Citing Commerce Department data, the article also noted that in 2018, “China accounted for 95 percent of U.S. imports of ibuprofen, 91 percent of U.S. imports of hydrocortisone, 70 percent of U.S. imports of acetaminophen, 40 [percent] to 45 percent of U.S. imports of penicillin, and 40 percent of U.S. imports of heparin.”
Ed Haislmaier, an expert in health care policy and markets at The Heritage Foundation, told The Daily Signal in a phone interview that the situation is complicated.
“This is an issue that has to do primarily with generic drugs, and actually is a product of our success in terms of encouraging the development of new drugs and the conversion to generic, cheaper drugs,” Haislmaier told The Daily Signal.
He did note, however, that fair questions are being raised with regard to the extent and quality of oversight that the Food and Drug Administration has in places such as China.
“There are legitimate questions about whether or not FDA has enough resources to adequately monitor supplies and production in other countries,” Haislmaier said, adding:
There were some issues of tainted products a year or so ago. And so the question is, well, do they inspect the factories frequently enough?
That’s a fair question … but that’s an equally fair question whether the factory is in New Jersey or Puerto Rico or Ireland or … Guangdong in China or … outside of Delhi in India.
Dr. Lee Gross, president of Docs 4 Patient Care Foundation, a national health policy think tank, says it’s reasonable to be asking questions about the country’s current medical supply chain with China.
“While I cannot specify exactly how much of our medical supply comes from China, it is clear that the current situation has given us very good reason to question our supply chain for medical goods,” Gross, a family-practice physician in Florida, told The Daily Signal in an email. “Not only do we need to question the ability for us to get supplies during a crisis, but we need to also question the integrity.”
He also said that when evaluating foreign producers of medical supplies, it’s important to take note of another major consideration.

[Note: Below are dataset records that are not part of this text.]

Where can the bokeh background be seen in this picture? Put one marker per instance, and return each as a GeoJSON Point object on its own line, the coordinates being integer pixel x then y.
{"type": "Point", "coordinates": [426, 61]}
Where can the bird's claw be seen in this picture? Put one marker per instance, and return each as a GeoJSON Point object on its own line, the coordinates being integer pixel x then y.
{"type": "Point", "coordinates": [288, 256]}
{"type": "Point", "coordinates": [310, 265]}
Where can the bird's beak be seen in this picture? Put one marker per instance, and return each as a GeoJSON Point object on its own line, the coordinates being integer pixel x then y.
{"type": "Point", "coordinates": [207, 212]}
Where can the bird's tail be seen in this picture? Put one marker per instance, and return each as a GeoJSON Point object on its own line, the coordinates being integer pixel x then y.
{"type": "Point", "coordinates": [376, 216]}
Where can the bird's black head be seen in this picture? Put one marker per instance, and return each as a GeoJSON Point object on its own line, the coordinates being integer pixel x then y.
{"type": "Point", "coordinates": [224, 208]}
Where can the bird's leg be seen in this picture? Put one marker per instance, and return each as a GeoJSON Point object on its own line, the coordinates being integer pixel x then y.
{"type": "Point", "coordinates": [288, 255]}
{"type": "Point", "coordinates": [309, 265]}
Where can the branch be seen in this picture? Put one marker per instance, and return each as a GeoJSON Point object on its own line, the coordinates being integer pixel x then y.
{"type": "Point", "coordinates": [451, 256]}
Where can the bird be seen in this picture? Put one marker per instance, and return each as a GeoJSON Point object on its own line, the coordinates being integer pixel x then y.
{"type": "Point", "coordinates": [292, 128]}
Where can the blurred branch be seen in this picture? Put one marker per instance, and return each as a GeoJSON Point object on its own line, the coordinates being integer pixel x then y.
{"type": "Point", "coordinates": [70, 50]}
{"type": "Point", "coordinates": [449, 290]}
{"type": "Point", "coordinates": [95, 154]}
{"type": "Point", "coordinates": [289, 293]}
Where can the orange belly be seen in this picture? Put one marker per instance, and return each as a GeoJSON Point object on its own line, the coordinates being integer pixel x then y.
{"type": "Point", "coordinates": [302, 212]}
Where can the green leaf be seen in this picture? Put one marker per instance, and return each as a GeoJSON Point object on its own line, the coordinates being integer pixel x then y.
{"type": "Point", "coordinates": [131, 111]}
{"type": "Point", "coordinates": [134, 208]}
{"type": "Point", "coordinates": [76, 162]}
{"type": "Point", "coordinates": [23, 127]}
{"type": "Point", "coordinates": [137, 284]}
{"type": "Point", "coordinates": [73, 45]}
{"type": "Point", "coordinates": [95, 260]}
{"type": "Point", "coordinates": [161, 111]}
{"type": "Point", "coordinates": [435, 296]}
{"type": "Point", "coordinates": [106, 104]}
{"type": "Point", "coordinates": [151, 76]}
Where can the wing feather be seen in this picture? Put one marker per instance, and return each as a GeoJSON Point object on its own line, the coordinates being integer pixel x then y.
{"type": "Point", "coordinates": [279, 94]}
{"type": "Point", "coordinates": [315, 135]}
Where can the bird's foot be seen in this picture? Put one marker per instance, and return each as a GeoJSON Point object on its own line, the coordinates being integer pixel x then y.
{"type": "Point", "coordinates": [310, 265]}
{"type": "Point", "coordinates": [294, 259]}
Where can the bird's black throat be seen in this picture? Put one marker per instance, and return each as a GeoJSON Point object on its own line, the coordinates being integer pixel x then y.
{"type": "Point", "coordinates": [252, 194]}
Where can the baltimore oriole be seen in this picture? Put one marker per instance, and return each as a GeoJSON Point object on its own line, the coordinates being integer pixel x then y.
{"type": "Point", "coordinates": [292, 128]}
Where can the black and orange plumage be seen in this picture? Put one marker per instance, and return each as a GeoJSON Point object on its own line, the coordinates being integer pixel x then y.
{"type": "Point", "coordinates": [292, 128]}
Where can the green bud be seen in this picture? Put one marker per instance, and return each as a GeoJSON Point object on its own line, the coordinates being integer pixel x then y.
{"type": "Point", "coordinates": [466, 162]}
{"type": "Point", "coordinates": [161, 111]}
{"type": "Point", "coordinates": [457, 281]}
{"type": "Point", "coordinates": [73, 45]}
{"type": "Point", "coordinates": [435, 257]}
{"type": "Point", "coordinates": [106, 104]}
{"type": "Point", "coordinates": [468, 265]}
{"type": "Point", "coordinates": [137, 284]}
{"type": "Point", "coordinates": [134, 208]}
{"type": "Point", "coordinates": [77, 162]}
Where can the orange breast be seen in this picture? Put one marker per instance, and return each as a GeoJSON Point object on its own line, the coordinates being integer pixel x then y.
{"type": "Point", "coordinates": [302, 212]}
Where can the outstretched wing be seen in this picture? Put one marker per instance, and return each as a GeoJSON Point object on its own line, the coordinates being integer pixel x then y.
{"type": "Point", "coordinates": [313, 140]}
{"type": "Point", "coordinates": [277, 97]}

“We also have to be concerned about the reliance of critical supplies from countries that may have hostile intentions, whether it is China or any other country,” Gross said, adding:
Consider the corollary of the supply of oil and our relationship with oil-rich nations.

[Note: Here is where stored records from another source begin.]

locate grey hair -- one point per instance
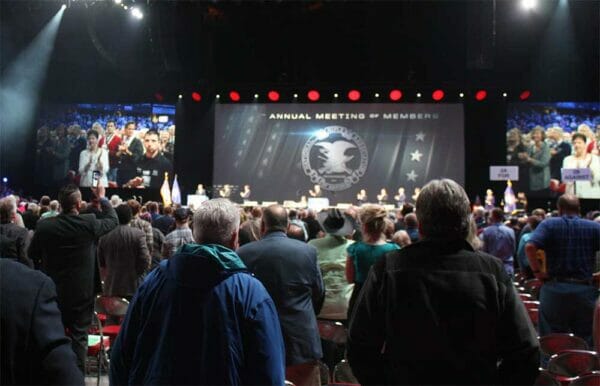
(215, 221)
(443, 210)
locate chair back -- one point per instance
(589, 379)
(111, 305)
(572, 363)
(342, 373)
(554, 343)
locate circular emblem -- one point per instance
(335, 158)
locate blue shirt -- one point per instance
(499, 240)
(570, 243)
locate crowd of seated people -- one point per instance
(339, 255)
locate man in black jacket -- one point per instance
(437, 312)
(34, 348)
(66, 246)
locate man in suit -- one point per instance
(123, 256)
(34, 348)
(66, 246)
(289, 270)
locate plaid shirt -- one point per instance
(570, 243)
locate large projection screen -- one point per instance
(283, 150)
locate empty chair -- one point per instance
(572, 363)
(342, 373)
(589, 379)
(554, 343)
(114, 308)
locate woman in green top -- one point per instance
(363, 254)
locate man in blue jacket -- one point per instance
(200, 317)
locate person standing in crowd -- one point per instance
(568, 295)
(181, 235)
(437, 312)
(14, 240)
(65, 245)
(35, 350)
(581, 159)
(200, 317)
(123, 256)
(129, 153)
(152, 166)
(538, 161)
(331, 255)
(112, 143)
(290, 272)
(559, 149)
(499, 240)
(363, 254)
(93, 163)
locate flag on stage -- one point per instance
(175, 192)
(165, 192)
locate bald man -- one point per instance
(569, 293)
(288, 269)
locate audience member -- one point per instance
(123, 256)
(568, 295)
(290, 272)
(14, 240)
(499, 240)
(65, 245)
(200, 318)
(438, 312)
(363, 254)
(35, 350)
(180, 236)
(331, 255)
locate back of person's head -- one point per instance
(372, 217)
(69, 198)
(497, 215)
(123, 213)
(295, 232)
(410, 220)
(135, 207)
(54, 205)
(8, 209)
(401, 238)
(44, 201)
(152, 207)
(216, 221)
(275, 219)
(256, 212)
(407, 208)
(568, 204)
(443, 210)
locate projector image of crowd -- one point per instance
(117, 153)
(439, 292)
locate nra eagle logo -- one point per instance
(335, 158)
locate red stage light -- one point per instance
(437, 95)
(273, 96)
(354, 95)
(395, 95)
(313, 95)
(234, 96)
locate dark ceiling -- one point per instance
(103, 53)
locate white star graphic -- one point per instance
(412, 176)
(416, 156)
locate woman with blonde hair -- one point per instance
(363, 254)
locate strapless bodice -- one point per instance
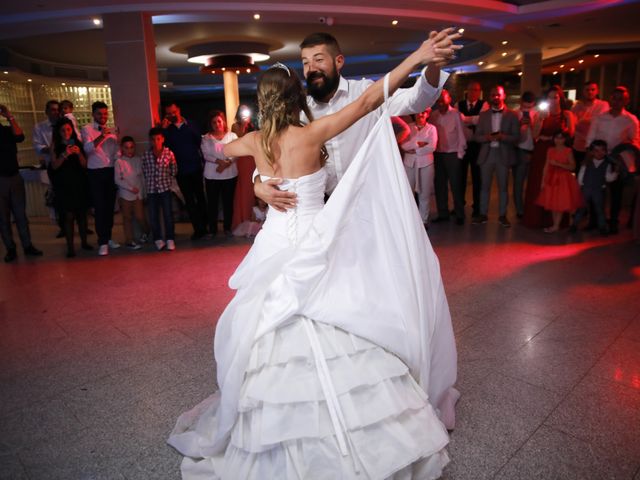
(310, 191)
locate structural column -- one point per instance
(231, 94)
(133, 75)
(531, 72)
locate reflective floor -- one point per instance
(98, 356)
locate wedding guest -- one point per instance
(554, 117)
(498, 132)
(418, 160)
(585, 110)
(220, 175)
(66, 106)
(130, 181)
(183, 139)
(448, 158)
(470, 109)
(101, 147)
(159, 167)
(13, 199)
(243, 199)
(559, 190)
(615, 127)
(596, 171)
(527, 117)
(68, 172)
(41, 141)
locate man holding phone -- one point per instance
(498, 133)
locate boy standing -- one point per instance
(130, 182)
(159, 167)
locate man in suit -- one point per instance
(470, 109)
(498, 132)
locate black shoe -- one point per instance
(504, 221)
(32, 251)
(11, 255)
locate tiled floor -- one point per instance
(98, 356)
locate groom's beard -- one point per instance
(320, 90)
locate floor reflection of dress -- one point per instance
(336, 355)
(534, 215)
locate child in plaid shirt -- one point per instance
(159, 167)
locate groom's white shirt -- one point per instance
(342, 148)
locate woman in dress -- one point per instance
(556, 117)
(321, 350)
(220, 175)
(559, 190)
(68, 173)
(244, 198)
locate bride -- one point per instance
(336, 358)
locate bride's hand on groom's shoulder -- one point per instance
(269, 192)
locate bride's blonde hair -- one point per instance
(281, 99)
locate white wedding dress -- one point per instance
(336, 357)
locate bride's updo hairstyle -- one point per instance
(281, 99)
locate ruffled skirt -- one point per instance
(318, 403)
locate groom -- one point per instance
(328, 92)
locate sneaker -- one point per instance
(504, 221)
(11, 255)
(32, 251)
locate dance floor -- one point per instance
(98, 356)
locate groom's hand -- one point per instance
(268, 192)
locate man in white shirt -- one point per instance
(585, 109)
(101, 148)
(328, 91)
(615, 127)
(448, 156)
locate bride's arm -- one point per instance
(438, 48)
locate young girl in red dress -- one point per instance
(559, 190)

Most concerning, however, is that about 20% of our generic medications are sourced out of China.
This has led to many recent concerns about the safety of medications, particularly as many medications manufactured in China have been under recall due to safety concerns that predated the coronavirus pandemic.
In 2018, for example, the FDA recalled valsartan, a blood pressure drug made in China that was tainted with cancer-causing chemicals.
The goal, Gross said, should be to explore options other than China when it comes to the manufacture of drugs and other medical supplies.
“The current situation should lead to a dialogue of whether we should be taking a nationalist approach to the health care supply chain,” he said.